How Much Are Earnings Really Affecting Stock ETFs? | ETF Trends

This week has been key for corporate earnings, with nearly 170 S&P 500 companies reporting, including tech behemoths like Apple, Amazon and Alphabet set to release reports this Thursday.

What’s more, economic data like the Q3 GDP is also set to be released on Thursday, which could illustrate the extent to which the economy has recovered from the second-quarter shutdowns.

All this movement likely has investors scrutinizing tech ETFs like the iShares Russell 1000 Growth ETF (IWF) and the ProShares Ultra QQQ (QLD) for their next directional move.

The ‘Market-Moving’ Events

Jonathan Golub, chief U.S. equity strategist at Credit Suisse, discussed the key elements to pay attention to for each market-moving event.

“If you’re looking at it from an earnings growth perspective, the earnings are down about 18%-20% versus where they were a year ago. However, if you look at it the way that investors look at it, which is how are the results coming in compared to what your expectations were, it’s just fantastic,” Golub told CNBC’s “Trading Nation” on Monday.

Golub predicted that companies have beaten expectations by approximately 17%, which follows a second quarter that saw projections beaten by 23%. This is quite dramatic considering that earnings beats usually come in at around 3% to 4%.

But even more surprising, according to Golub, is that investors are not reacting to the news with much fervor.

“What’s a bit surprising, though, is the market is just not responding to these beats. So typically, you get a big stock price move if a company tops expectations, and you’re not getting that happening this quarter and you didn’t have it happen last quarter either,” Golub said.

The strategist believes that the lackluster market reaction could be because investors are already looking ahead to the next quarter, where forecasts are uncertain.

“It’s a bit of an unfair read because [of]the way the GDP is calculated,” he said. “When you calculate GDP, it’s actually measured on this quarter versus the quarter before it. … You are measuring a closed economy versus one that is opened up, and the numbers are going to be huge … but that’s not really what the story is which is how long will it take us to get back to normal in industrial activity and the like?”

Meanwhile, analysts surveyed by FactSet project third-quarter growth of 31%, following a second-quarter GDP where GDP plummeted by a record 32.9%.
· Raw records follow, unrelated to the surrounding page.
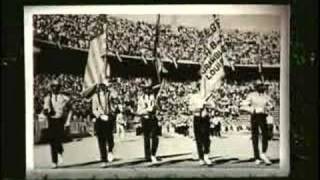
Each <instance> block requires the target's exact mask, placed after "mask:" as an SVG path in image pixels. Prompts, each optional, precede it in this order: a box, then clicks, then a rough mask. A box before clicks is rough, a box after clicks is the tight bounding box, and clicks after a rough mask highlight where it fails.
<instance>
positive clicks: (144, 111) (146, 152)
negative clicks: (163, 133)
mask: <svg viewBox="0 0 320 180" xmlns="http://www.w3.org/2000/svg"><path fill="white" fill-rule="evenodd" d="M151 84H152V83H148V84H146V85H143V91H144V92H143V94H142V95H141V96H140V97H139V98H138V109H137V114H138V115H139V116H140V118H141V123H142V131H143V136H144V152H145V159H146V160H147V161H151V162H152V163H156V162H158V160H157V157H156V153H157V149H158V145H159V137H158V136H159V125H158V120H157V118H156V116H155V106H156V104H155V103H156V102H155V101H156V100H155V96H154V94H153V91H152V86H151ZM150 145H151V147H150Z"/></svg>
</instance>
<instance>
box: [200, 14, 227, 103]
mask: <svg viewBox="0 0 320 180" xmlns="http://www.w3.org/2000/svg"><path fill="white" fill-rule="evenodd" d="M205 42H206V44H205V48H206V51H207V56H206V58H205V59H203V61H202V62H200V63H201V70H200V73H201V89H200V91H201V92H200V93H201V95H202V97H203V98H206V97H208V96H209V95H210V93H211V91H212V90H214V89H216V88H217V87H219V86H220V85H221V82H222V78H223V77H224V75H225V73H224V69H223V67H224V58H223V51H222V38H221V30H220V22H219V18H218V17H217V16H216V15H213V16H212V23H211V25H210V35H209V37H208V38H207V39H206V41H205Z"/></svg>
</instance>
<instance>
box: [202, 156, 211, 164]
mask: <svg viewBox="0 0 320 180" xmlns="http://www.w3.org/2000/svg"><path fill="white" fill-rule="evenodd" d="M203 159H204V162H205V163H206V164H207V165H211V164H212V162H211V160H210V159H209V156H208V154H205V155H204V156H203Z"/></svg>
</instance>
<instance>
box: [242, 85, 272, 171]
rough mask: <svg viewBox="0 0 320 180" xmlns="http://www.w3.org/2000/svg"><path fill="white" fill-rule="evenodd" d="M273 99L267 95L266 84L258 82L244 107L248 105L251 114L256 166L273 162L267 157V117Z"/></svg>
mask: <svg viewBox="0 0 320 180" xmlns="http://www.w3.org/2000/svg"><path fill="white" fill-rule="evenodd" d="M271 102H272V100H271V97H270V96H268V95H267V94H266V93H265V87H264V84H263V83H262V82H261V81H257V82H256V86H255V90H254V91H253V92H251V93H250V94H248V96H247V98H246V101H245V102H244V103H243V105H247V106H248V107H249V108H247V109H246V111H248V112H249V113H251V135H252V146H253V152H254V159H255V162H256V164H261V159H262V160H263V162H264V163H265V164H266V165H270V164H271V161H270V160H269V159H268V157H267V156H266V152H267V149H268V140H269V139H268V138H269V137H268V126H267V120H266V117H267V115H268V112H269V111H270V109H271V108H272V103H271ZM259 128H260V129H261V132H262V153H261V154H260V152H259Z"/></svg>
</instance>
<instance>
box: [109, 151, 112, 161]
mask: <svg viewBox="0 0 320 180" xmlns="http://www.w3.org/2000/svg"><path fill="white" fill-rule="evenodd" d="M108 161H109V162H112V161H113V154H112V153H111V152H109V153H108Z"/></svg>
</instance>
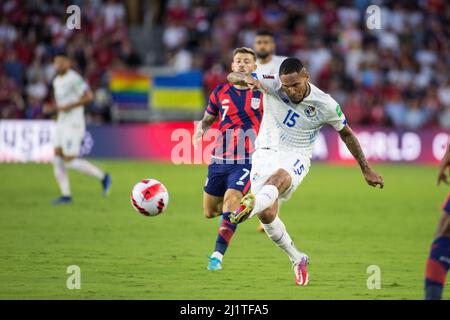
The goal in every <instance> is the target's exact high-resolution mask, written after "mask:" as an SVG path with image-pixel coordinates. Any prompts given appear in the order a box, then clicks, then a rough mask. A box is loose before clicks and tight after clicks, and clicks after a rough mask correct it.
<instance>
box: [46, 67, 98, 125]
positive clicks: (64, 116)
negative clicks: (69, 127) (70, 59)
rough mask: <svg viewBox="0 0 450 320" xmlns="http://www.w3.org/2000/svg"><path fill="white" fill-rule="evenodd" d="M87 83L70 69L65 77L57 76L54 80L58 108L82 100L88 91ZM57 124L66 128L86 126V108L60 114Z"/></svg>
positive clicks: (62, 75) (55, 94) (53, 86)
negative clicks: (75, 126) (66, 127)
mask: <svg viewBox="0 0 450 320" xmlns="http://www.w3.org/2000/svg"><path fill="white" fill-rule="evenodd" d="M88 88H89V87H88V85H87V83H86V82H85V81H84V80H83V78H82V77H81V76H80V75H79V74H78V73H77V72H75V71H74V70H72V69H69V70H68V71H67V72H66V73H65V74H63V75H57V76H56V77H55V79H54V80H53V91H54V96H55V101H56V105H57V106H65V105H67V104H69V103H74V102H77V101H79V100H80V98H81V97H82V96H83V94H84V92H85V91H86V90H87V89H88ZM57 123H58V124H59V125H64V126H67V125H68V126H81V127H84V126H85V119H84V106H80V107H77V108H74V109H72V110H70V111H67V112H59V113H58V118H57Z"/></svg>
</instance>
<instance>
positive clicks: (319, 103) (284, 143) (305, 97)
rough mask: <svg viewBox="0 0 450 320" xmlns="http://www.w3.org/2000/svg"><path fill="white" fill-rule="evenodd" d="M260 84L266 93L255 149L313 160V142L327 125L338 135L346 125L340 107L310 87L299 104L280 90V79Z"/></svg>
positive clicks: (271, 80) (269, 75) (332, 101)
mask: <svg viewBox="0 0 450 320" xmlns="http://www.w3.org/2000/svg"><path fill="white" fill-rule="evenodd" d="M258 80H259V81H260V82H261V84H262V85H263V86H264V88H265V89H266V92H265V94H264V98H263V99H264V103H263V104H264V115H263V119H262V122H261V127H260V130H259V134H258V137H257V139H256V142H255V147H256V149H261V148H263V149H272V150H286V151H293V152H297V153H299V154H302V155H304V156H307V157H309V158H311V157H312V151H313V147H314V141H315V140H316V138H317V135H318V133H319V131H320V129H321V128H322V126H323V125H324V124H329V125H331V126H333V128H334V129H335V130H336V131H340V130H342V129H343V128H344V126H345V125H346V124H347V120H346V119H345V116H344V114H343V112H342V110H341V108H340V106H339V104H338V103H337V102H336V101H335V100H334V99H333V98H332V97H331V96H330V95H329V94H326V93H325V92H323V91H322V90H320V89H319V88H317V87H316V86H314V85H313V84H311V83H310V84H309V85H310V87H311V91H310V93H309V95H308V96H307V97H305V98H304V99H303V101H301V102H300V103H298V104H296V103H293V102H292V101H290V99H289V97H288V96H287V94H286V93H285V92H284V91H283V90H282V89H281V83H280V80H279V78H278V76H277V75H258Z"/></svg>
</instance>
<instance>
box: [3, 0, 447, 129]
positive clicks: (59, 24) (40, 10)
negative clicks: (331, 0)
mask: <svg viewBox="0 0 450 320" xmlns="http://www.w3.org/2000/svg"><path fill="white" fill-rule="evenodd" d="M148 1H150V0H148ZM151 1H153V0H151ZM154 3H158V4H159V5H157V6H155V7H156V8H157V10H158V12H156V16H157V17H158V19H156V20H157V22H156V23H157V24H159V26H157V27H160V28H162V30H163V33H162V39H160V40H161V41H162V43H163V50H164V52H163V55H164V59H165V64H166V65H167V66H170V67H172V68H173V69H174V70H176V71H179V72H183V71H187V70H191V69H200V70H203V71H204V87H205V94H206V95H208V94H209V92H210V91H212V90H213V88H214V87H215V86H216V85H217V84H219V83H221V82H223V81H225V80H226V74H227V72H228V71H229V69H230V61H231V52H232V50H233V48H235V47H238V46H247V47H252V46H253V40H254V37H255V35H256V33H257V32H258V30H269V31H271V32H272V33H273V34H274V37H275V41H276V46H277V47H276V54H277V55H283V56H295V57H298V58H300V59H301V60H302V61H303V62H304V64H305V65H306V66H307V67H308V69H309V72H310V74H311V82H312V83H314V84H316V85H318V86H319V87H320V88H322V89H323V90H324V91H327V92H329V93H330V94H331V95H332V96H333V97H334V98H335V99H336V100H337V101H338V102H339V103H340V105H341V106H342V107H343V109H344V112H345V113H346V115H347V118H348V119H349V122H350V123H351V124H355V125H382V126H393V127H398V128H406V129H417V128H425V127H442V128H447V129H450V72H449V71H450V4H449V2H448V1H446V0H418V1H410V0H397V1H395V0H391V1H381V0H380V1H377V0H371V1H368V0H338V1H326V0H280V1H267V0H168V1H163V0H155V2H152V4H154ZM70 4H79V5H80V7H82V10H81V23H82V29H81V30H76V29H75V30H70V29H69V28H67V27H66V19H67V17H68V14H67V13H66V8H67V6H68V5H70ZM371 4H377V5H379V6H380V8H381V28H380V29H375V30H370V29H369V28H368V27H367V25H366V19H367V18H368V14H367V13H366V8H367V7H368V6H369V5H371ZM141 5H142V4H141ZM142 7H145V6H142ZM126 21H127V9H126V5H125V4H124V3H123V2H122V1H114V0H92V1H87V0H86V1H82V0H79V1H71V2H70V3H68V2H63V1H52V0H34V1H25V0H6V1H0V62H1V63H0V118H26V119H39V118H44V117H45V116H44V115H43V114H42V106H43V103H44V102H45V101H46V100H49V99H50V98H51V95H50V93H51V81H52V78H53V77H54V70H53V67H52V55H53V53H54V52H56V51H58V50H59V49H61V48H65V50H66V51H67V52H68V53H69V55H70V56H71V57H72V58H73V59H74V61H75V62H76V64H75V67H76V69H77V70H78V71H79V72H80V73H81V74H82V75H83V77H84V78H85V79H86V80H87V81H88V82H89V84H90V86H91V88H92V89H93V91H94V93H95V97H96V99H95V101H94V102H93V103H92V104H90V105H89V106H88V107H87V115H88V121H89V122H90V123H102V122H105V121H109V120H110V108H109V107H110V105H111V101H110V94H109V91H108V77H107V75H108V71H109V70H111V69H112V68H130V67H131V68H133V67H136V66H139V65H142V63H143V59H142V57H140V56H139V55H138V54H137V53H136V52H135V51H134V49H133V46H132V45H131V42H130V39H129V28H128V26H127V22H126Z"/></svg>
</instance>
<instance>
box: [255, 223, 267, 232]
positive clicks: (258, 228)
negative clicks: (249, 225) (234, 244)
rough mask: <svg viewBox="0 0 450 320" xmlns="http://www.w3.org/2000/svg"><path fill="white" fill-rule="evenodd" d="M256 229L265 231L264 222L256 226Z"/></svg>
mask: <svg viewBox="0 0 450 320" xmlns="http://www.w3.org/2000/svg"><path fill="white" fill-rule="evenodd" d="M256 231H258V232H265V231H264V227H263V225H262V223H260V224H259V225H258V226H257V227H256Z"/></svg>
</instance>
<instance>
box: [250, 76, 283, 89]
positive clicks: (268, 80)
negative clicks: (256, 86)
mask: <svg viewBox="0 0 450 320" xmlns="http://www.w3.org/2000/svg"><path fill="white" fill-rule="evenodd" d="M256 75H257V79H258V80H259V82H260V83H261V84H262V86H263V88H264V90H263V91H266V92H267V93H272V94H274V93H276V92H277V91H278V90H279V89H280V88H281V82H280V79H279V77H278V75H276V74H259V73H256Z"/></svg>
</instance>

A coming election, stalled stimulus progression, and a surging number coronavirus of cases could also be clouding investor sentiment, according to Golub.

“If we had a backstop for this, if we had a fiscal agreement to give people more unemployment benefits and to bail out small businesses, we could withstand a little bit of a shutdown here because we may be facing that. But right now, that does not seem to be on the horizon,” said Golub.

So how should stock ETF investors in ETFs like the SPY position themselves for the remainder of the year?

“We have a 3,200 price target and, you know, it looked like that was way too low as markets were racing ahead, but right now a market that’s down you know 5% or 6% between now and the end of the year doesn’t seem so unlikely, even if we’re reasonably optimistic longer term,” said Golub.

The S&P 500 broke just above 3,400 on Tuesday, although it is still struggling, so ultimately only time will tell.